Continuamos ao som de “Eu Às Vezes Perco-me”, mais um tema novo, invadimos a Casa Ocupada, registo de 2010, e ouvimos o coro da “Juventude Sónica”, sob uma tempestade de aplausos: “não temos aulas amanhã!”. Felizmente, é fim-de-semana e podemos ficar mais um pouco, mesmo que a [puta da] “Gravidade” faça com “que me caiam todas as manhãs ao chão”.
Antes que soem os primeiros acordes de “Faz-se de Luz”, André Henriques explica-nos o duplo sentido do título e da própria letra. Mais uma vez, Linda Martini não perde a oportunidade de vincar a sua posição e criticar o “facho de luz”, aquele que “tudo apaga, diz tudo e o seu contrário”.

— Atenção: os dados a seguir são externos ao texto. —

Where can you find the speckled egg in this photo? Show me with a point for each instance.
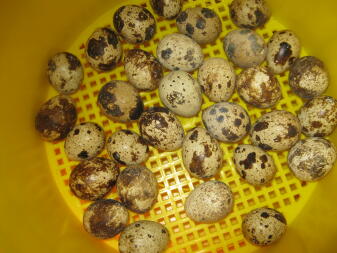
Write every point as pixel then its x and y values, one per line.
pixel 65 72
pixel 283 49
pixel 56 118
pixel 253 164
pixel 209 202
pixel 202 154
pixel 85 141
pixel 161 129
pixel 318 116
pixel 181 93
pixel 105 218
pixel 226 122
pixel 264 226
pixel 127 148
pixel 257 86
pixel 142 69
pixel 276 130
pixel 144 237
pixel 103 49
pixel 137 188
pixel 308 77
pixel 249 13
pixel 179 52
pixel 134 23
pixel 94 178
pixel 217 79
pixel 201 24
pixel 120 101
pixel 245 48
pixel 311 159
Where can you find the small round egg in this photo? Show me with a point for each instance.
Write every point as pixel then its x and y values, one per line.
pixel 201 24
pixel 127 148
pixel 142 69
pixel 85 141
pixel 202 154
pixel 134 23
pixel 217 79
pixel 226 122
pixel 253 164
pixel 105 218
pixel 245 48
pixel 137 188
pixel 179 52
pixel 65 72
pixel 55 118
pixel 103 49
pixel 209 202
pixel 276 130
pixel 283 49
pixel 257 86
pixel 144 236
pixel 249 14
pixel 311 159
pixel 264 226
pixel 318 116
pixel 181 93
pixel 120 101
pixel 308 77
pixel 161 129
pixel 94 178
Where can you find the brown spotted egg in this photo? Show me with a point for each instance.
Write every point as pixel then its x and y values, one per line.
pixel 264 226
pixel 312 159
pixel 94 178
pixel 134 23
pixel 253 164
pixel 103 49
pixel 276 130
pixel 202 154
pixel 226 122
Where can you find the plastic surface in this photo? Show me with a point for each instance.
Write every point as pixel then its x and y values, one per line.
pixel 33 189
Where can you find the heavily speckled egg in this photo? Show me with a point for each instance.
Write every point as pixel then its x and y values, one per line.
pixel 134 23
pixel 161 129
pixel 137 188
pixel 85 141
pixel 308 77
pixel 311 159
pixel 257 86
pixel 144 237
pixel 94 178
pixel 120 101
pixel 209 202
pixel 283 49
pixel 65 72
pixel 181 93
pixel 245 48
pixel 142 69
pixel 318 116
pixel 105 218
pixel 179 52
pixel 263 226
pixel 217 79
pixel 202 154
pixel 253 164
pixel 127 148
pixel 201 24
pixel 276 130
pixel 249 13
pixel 103 49
pixel 55 118
pixel 226 122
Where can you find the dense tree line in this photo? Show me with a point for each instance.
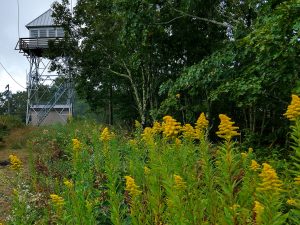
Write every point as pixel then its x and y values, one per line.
pixel 147 58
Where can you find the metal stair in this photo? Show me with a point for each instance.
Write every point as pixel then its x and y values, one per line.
pixel 43 113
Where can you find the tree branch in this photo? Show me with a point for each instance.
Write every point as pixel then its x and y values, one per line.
pixel 224 24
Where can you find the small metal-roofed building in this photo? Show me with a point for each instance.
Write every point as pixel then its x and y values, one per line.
pixel 41 31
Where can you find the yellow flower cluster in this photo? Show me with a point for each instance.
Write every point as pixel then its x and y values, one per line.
pixel 177 142
pixel 69 184
pixel 170 127
pixel 226 128
pixel 188 132
pixel 15 162
pixel 146 170
pixel 131 187
pixel 297 180
pixel 179 183
pixel 57 200
pixel 147 135
pixel 106 135
pixel 270 180
pixel 156 127
pixel 76 144
pixel 201 125
pixel 259 210
pixel 254 165
pixel 293 110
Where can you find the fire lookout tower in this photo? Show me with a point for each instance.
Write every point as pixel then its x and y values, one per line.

“A próxima chama-se Pé de Guerra!”, anuncia Cláudia Guerreiro. “Fala sobre escutar…”, continua. Na verdade, é esta a mensagem que procuram passar com o mais recente trabalho. Saber escutar. Conversar melhor. Uma filosofia que choca com o mundo atual, mas que merece ser defendida. “Temos mais duas”, avisa Cláudia. E ficamos com “Putos Bons” a ecoar pela sala, antes de nos deixarmos envolver pelo transe provocado por “A Mão Como a Maré”, música que encerra o novo disco e que nos faz despir o Passa-Montanhas. Afinal, faz calor desde o primeiro acorde.

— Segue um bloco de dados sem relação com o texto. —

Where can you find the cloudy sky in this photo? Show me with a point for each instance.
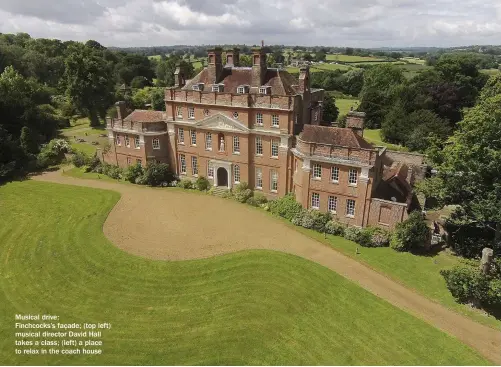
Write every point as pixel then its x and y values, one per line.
pixel 359 23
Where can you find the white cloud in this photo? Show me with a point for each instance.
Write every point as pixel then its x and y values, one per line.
pixel 358 23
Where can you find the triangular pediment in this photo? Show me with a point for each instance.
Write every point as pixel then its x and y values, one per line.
pixel 223 123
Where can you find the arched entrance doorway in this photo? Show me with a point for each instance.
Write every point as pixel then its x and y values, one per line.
pixel 222 177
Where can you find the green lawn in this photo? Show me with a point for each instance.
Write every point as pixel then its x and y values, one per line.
pixel 374 136
pixel 86 148
pixel 253 307
pixel 345 105
pixel 421 273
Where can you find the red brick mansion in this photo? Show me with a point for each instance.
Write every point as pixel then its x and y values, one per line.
pixel 261 125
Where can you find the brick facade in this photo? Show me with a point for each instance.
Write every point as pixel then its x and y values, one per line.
pixel 259 128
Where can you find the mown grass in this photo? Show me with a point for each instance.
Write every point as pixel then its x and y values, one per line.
pixel 253 307
pixel 344 105
pixel 374 136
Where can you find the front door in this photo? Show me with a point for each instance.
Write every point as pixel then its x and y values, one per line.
pixel 222 177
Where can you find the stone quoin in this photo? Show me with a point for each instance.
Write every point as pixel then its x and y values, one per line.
pixel 263 126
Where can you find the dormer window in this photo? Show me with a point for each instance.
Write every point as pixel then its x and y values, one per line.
pixel 265 89
pixel 217 87
pixel 198 86
pixel 243 89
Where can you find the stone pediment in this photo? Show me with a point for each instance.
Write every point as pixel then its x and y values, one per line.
pixel 222 122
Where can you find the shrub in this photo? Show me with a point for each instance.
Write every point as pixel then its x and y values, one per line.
pixel 157 174
pixel 79 159
pixel 286 207
pixel 252 201
pixel 114 172
pixel 410 235
pixel 133 172
pixel 52 153
pixel 242 192
pixel 202 183
pixel 185 184
pixel 352 234
pixel 467 284
pixel 335 228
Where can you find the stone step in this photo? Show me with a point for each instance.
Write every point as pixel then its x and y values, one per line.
pixel 219 191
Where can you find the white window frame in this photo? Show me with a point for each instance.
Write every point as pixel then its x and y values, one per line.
pixel 236 174
pixel 193 138
pixel 353 177
pixel 274 148
pixel 155 143
pixel 315 200
pixel 317 171
pixel 236 144
pixel 259 119
pixel 335 174
pixel 350 208
pixel 332 204
pixel 194 166
pixel 259 145
pixel 274 181
pixel 208 141
pixel 275 121
pixel 259 179
pixel 182 164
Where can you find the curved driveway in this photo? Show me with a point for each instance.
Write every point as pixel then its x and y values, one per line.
pixel 177 225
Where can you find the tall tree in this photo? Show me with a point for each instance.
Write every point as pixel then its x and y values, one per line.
pixel 469 167
pixel 89 81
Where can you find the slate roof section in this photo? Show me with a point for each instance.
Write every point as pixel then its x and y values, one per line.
pixel 281 82
pixel 339 136
pixel 146 116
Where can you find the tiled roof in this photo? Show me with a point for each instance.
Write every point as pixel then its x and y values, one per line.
pixel 333 136
pixel 281 82
pixel 146 116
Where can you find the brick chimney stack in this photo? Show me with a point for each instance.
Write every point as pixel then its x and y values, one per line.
pixel 215 65
pixel 304 79
pixel 121 111
pixel 179 80
pixel 259 67
pixel 233 57
pixel 355 121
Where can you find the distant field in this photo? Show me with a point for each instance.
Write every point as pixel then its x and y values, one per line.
pixel 349 58
pixel 414 60
pixel 345 105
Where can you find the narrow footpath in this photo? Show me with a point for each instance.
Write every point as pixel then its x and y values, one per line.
pixel 176 225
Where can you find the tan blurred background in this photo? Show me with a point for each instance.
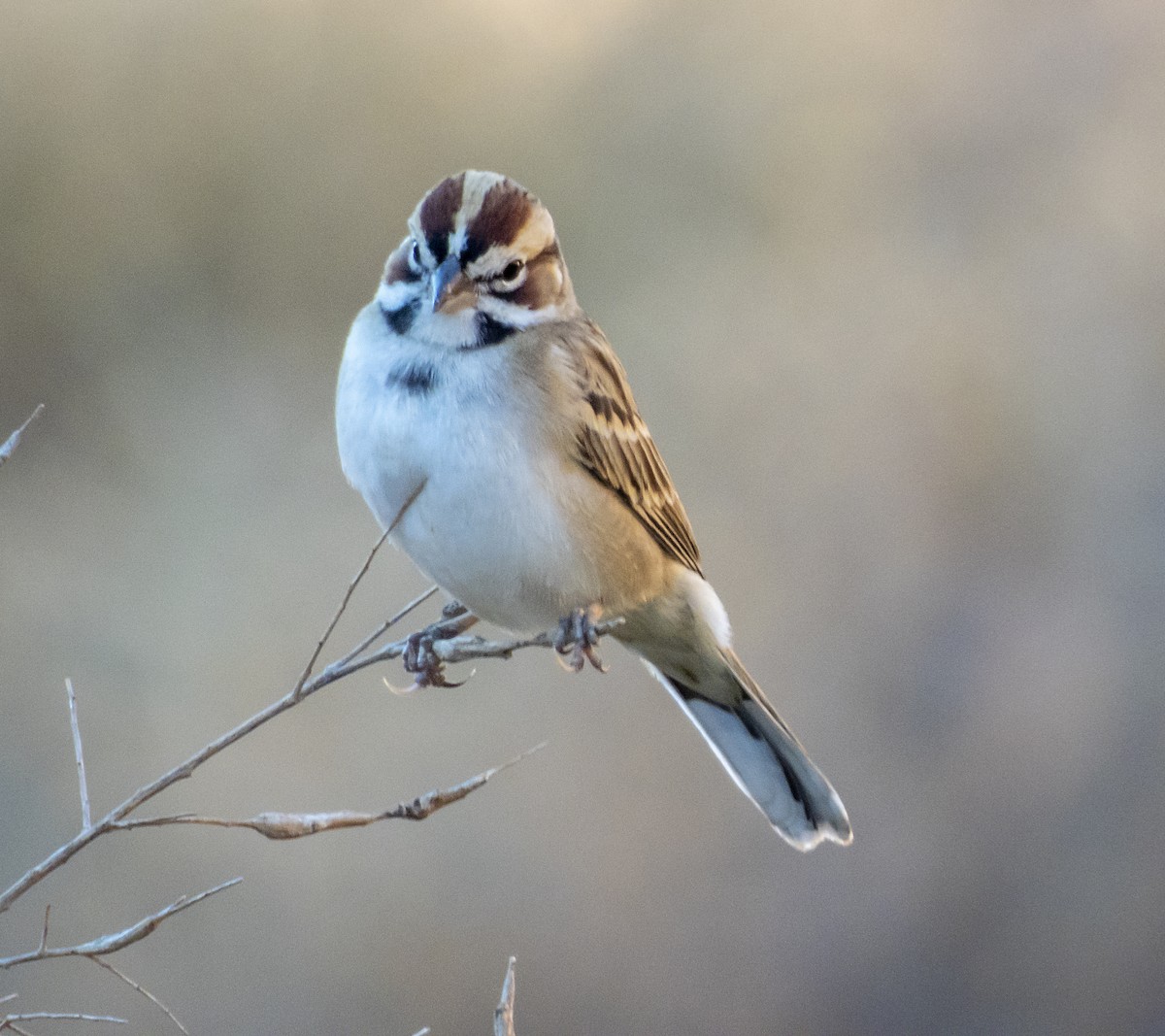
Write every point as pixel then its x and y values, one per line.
pixel 888 280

A banda deixa o palco, mas a plateia clama pela Linda Martini, implorando o seu regresso. Vontade satisfeita e a reta final é feita pelos caminhos do passado, mais ou menos recente.
A sequência começa com “Super Fixe”. Embora o sentido da música seja oposto, o título é um adjetivo perfeito, em forma de eufemismo, para a noite que estamos a viver. Segue-se “Dá-me a Tua Melhor Faca” [para cortarmos isto em dois], mas o que se observa é que banda e público são um só corpo. Inseparável. Inquebrantável. E o aumento da frequência de crowdsurfers sugere que o epílogo seja feito com “Cem Metros Sereia”.
Quando os instrumentos se calam, a plateia continua, enquanto André, Cláudia, Hélio e Rui se envolvem num abraço sentido. Desce o pano e nós não cabemos em nós, como os “Putos Bons”, seduzidos pelo canto da Linda Martini.